「今日のコーヒーは機嫌がいいな」
「ふわふわしてますね」
「泡が踊ってる。これ絶対美味いよ」
「楽しみ!しょおさんのコーヒーはいつも絶対美味しいですけどね」
「ドリッパーを外すタイミングは⋯」
丁寧に説明しながら流れるような所作で美味しそうなコーヒーが出来上がった。
ひとつひとつの工程に意味があり、こだわりがあり、コーヒーと対話しながら旨みを抽出してゆく作業は奥深く興味深い。
「いい香り」
「こんな感じ。1回じゃ覚えられないと思うから何度でも聞いて」
「ありがとうございます」
2つのカップをトレーに乗せてカウンターに移動する。
バックヤードから出たところで、カランカランと鐘の音が鳴った。
「よっ、ショーン。きたよ」
「リュウちゃん」
「おっ、ジュンくんも一緒か」
「リュウさんこんにちは。いらっしゃいませ」
「すっかりウエイターさんじゃん」
「今ね、コーヒーの淹れ方教えてもらってたんです。ちょうどしょおさんの抜群に美味しいコーヒーが入ったところですよ」
「マジで!?飲みたい!」
「これからジュンとコーヒー飲もうと思ってたのに。CLOSEにしとけば良かったわー」
「客に向かってひどいマスターだな」
「リュウちゃんブレンド?これで良ければ飲む?渾身の出来だよ」
「え、いいの?」
「いいよ。冷めないうちにどうぞ」
「やった」
いつものカウンターを予定変更。
リュウさんと3人でテーブル席に座る。
「やっぱショーンのコーヒーはうまいなー」
「今日のお豆は機嫌がよく踊ってましたよ」
「ジュンくんもそういうの分かるの?」
「しょおさんがそう言ってたから」
「あはは。頂いちゃって申し訳ないな」
「全然いいよ。

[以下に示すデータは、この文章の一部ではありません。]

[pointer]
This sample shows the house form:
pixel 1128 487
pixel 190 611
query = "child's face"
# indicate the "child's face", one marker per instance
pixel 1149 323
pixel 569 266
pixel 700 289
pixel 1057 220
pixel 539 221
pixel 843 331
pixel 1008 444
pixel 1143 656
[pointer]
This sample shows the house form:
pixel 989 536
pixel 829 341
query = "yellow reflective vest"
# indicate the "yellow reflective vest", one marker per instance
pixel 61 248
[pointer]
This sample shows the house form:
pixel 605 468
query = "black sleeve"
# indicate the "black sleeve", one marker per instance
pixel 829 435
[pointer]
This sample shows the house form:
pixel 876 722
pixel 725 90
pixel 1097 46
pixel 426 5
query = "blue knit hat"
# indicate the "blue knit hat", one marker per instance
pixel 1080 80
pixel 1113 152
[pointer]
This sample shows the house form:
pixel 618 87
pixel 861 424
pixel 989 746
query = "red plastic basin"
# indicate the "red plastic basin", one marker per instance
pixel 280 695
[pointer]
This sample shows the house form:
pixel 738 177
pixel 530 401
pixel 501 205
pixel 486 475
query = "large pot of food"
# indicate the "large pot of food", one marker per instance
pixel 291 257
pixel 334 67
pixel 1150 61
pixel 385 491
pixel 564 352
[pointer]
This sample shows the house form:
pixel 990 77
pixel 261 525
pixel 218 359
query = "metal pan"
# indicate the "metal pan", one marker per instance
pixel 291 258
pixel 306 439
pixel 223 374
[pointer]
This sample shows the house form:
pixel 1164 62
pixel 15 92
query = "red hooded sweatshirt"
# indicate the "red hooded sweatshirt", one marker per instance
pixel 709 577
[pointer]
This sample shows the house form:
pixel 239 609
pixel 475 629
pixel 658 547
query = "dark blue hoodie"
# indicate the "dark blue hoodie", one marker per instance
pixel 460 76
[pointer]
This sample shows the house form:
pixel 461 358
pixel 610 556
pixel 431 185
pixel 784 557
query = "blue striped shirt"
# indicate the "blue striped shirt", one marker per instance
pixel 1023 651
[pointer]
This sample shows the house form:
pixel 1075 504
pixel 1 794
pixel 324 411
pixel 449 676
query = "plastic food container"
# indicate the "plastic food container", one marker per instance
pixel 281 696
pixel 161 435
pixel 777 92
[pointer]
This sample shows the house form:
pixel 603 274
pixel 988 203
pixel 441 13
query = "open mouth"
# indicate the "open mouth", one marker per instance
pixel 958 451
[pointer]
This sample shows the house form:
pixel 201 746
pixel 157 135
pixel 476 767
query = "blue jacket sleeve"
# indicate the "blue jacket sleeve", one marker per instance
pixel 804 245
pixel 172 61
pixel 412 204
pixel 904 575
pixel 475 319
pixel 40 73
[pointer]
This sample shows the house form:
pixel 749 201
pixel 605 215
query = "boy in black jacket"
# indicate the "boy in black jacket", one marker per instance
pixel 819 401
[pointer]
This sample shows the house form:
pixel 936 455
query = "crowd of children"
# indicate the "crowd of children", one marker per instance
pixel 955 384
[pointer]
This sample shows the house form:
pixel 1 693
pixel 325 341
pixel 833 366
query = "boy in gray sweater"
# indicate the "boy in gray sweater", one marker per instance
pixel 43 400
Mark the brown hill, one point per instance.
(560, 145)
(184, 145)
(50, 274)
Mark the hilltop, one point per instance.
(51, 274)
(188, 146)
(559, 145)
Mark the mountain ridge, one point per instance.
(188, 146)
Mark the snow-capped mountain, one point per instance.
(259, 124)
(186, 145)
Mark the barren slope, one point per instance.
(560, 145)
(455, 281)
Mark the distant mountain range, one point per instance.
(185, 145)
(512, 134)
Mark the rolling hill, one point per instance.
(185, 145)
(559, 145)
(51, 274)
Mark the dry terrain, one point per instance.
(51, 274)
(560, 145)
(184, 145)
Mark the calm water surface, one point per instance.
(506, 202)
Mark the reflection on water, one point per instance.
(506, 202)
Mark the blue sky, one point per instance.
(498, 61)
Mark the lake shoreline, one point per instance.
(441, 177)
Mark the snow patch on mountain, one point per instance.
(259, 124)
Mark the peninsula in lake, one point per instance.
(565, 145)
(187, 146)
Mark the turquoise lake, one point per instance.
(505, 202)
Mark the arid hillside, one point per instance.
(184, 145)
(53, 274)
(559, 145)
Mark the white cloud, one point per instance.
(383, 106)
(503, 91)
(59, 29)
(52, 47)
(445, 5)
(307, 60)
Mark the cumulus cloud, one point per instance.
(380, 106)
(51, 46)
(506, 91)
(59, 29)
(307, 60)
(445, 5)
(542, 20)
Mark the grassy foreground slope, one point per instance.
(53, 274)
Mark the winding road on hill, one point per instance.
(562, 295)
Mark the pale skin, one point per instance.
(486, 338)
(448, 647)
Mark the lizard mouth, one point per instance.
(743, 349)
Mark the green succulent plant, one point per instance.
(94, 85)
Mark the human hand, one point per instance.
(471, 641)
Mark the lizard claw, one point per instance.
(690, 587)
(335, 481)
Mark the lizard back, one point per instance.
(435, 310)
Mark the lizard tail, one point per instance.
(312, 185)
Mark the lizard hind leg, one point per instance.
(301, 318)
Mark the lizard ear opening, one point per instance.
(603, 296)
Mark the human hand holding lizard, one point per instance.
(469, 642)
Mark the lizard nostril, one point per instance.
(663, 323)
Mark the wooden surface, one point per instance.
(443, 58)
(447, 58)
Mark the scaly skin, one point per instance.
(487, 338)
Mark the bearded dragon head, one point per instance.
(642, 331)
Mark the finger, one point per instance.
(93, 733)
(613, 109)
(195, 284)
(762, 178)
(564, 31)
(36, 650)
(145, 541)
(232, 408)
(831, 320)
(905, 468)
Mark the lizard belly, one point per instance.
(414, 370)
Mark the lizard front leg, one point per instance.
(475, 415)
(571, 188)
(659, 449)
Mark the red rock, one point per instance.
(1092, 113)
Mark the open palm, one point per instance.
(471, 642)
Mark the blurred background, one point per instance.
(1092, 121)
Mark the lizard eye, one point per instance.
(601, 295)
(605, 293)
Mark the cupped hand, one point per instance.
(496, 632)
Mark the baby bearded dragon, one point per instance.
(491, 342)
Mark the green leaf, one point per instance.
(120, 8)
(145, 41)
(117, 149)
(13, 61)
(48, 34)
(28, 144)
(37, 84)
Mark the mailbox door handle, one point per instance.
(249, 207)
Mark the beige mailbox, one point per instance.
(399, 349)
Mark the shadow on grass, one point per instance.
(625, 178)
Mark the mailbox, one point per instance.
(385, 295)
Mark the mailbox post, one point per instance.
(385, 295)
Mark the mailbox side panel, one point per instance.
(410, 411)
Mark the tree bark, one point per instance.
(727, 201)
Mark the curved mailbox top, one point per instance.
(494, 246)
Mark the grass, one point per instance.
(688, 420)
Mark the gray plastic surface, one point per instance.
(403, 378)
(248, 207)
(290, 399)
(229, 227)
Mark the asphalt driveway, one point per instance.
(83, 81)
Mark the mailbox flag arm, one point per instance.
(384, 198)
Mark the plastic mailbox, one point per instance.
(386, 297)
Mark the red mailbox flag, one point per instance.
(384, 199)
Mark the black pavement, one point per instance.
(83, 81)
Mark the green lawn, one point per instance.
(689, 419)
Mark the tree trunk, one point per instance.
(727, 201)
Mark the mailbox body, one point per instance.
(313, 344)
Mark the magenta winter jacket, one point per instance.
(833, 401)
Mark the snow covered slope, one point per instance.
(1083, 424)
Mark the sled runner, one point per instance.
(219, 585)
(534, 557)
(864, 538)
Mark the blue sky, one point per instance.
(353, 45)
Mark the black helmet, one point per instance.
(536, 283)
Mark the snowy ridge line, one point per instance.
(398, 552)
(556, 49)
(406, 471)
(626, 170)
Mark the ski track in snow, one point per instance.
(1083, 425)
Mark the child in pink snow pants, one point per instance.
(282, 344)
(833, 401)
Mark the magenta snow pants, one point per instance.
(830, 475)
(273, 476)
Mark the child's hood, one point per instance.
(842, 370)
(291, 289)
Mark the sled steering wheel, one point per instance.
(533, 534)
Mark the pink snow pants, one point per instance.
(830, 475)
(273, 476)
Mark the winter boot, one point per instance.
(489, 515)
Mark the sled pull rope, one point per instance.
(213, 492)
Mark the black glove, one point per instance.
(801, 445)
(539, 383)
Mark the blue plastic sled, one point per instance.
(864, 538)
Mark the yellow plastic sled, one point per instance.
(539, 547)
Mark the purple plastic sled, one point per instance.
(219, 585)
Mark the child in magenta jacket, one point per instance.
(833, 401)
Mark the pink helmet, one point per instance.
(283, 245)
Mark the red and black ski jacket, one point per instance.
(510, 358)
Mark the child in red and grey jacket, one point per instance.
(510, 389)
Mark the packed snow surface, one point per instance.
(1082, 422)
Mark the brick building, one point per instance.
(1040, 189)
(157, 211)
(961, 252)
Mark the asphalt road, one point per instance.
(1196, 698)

俺は後でジュンに淹れてもらうから」
「素人のコーヒーをしょおさんに飲ませる方が申し訳ないです」
「ジュンくんバリスタ目指すの?」
「そういうわけではないですが、コーヒーの淹れ方をレクチャーして頂いてるところです」
「ショーンに教えてもらえるなんて贅沢だね」
「そうなんです!すごいことですよね!」
「ジュンはコーヒーの味が分かるから、絶対素質あるよ。基本をマスターしたら色々アレンジして、自分なりの淹れ方を楽しむといいよ」
「奥深いですね」
リュウさんはニコニコと私たちの様子を見ている。
「なんか、いいね二人とも」
「なにがですか?」
「雰囲気がいいよ。お似合いのカップルって感じ」
「えっ、嬉しいです」
「幸せオーラが見える」
「リュウさんにも見えますか」
びっくりして当たりを見渡す。
周りの空間には何も浮かんでいない。
浮かんでいないけど、浮かんでいる。
コーヒーの香りとジャズの音色の中。
たくさんのハッピーのシャボン玉と、それから2人分のハートがふわふわしているのが分かる。
「ふふ。本当ですね」
特殊能力なんて無くても分かる。
それほどまでにここは優しくて幸せな空間。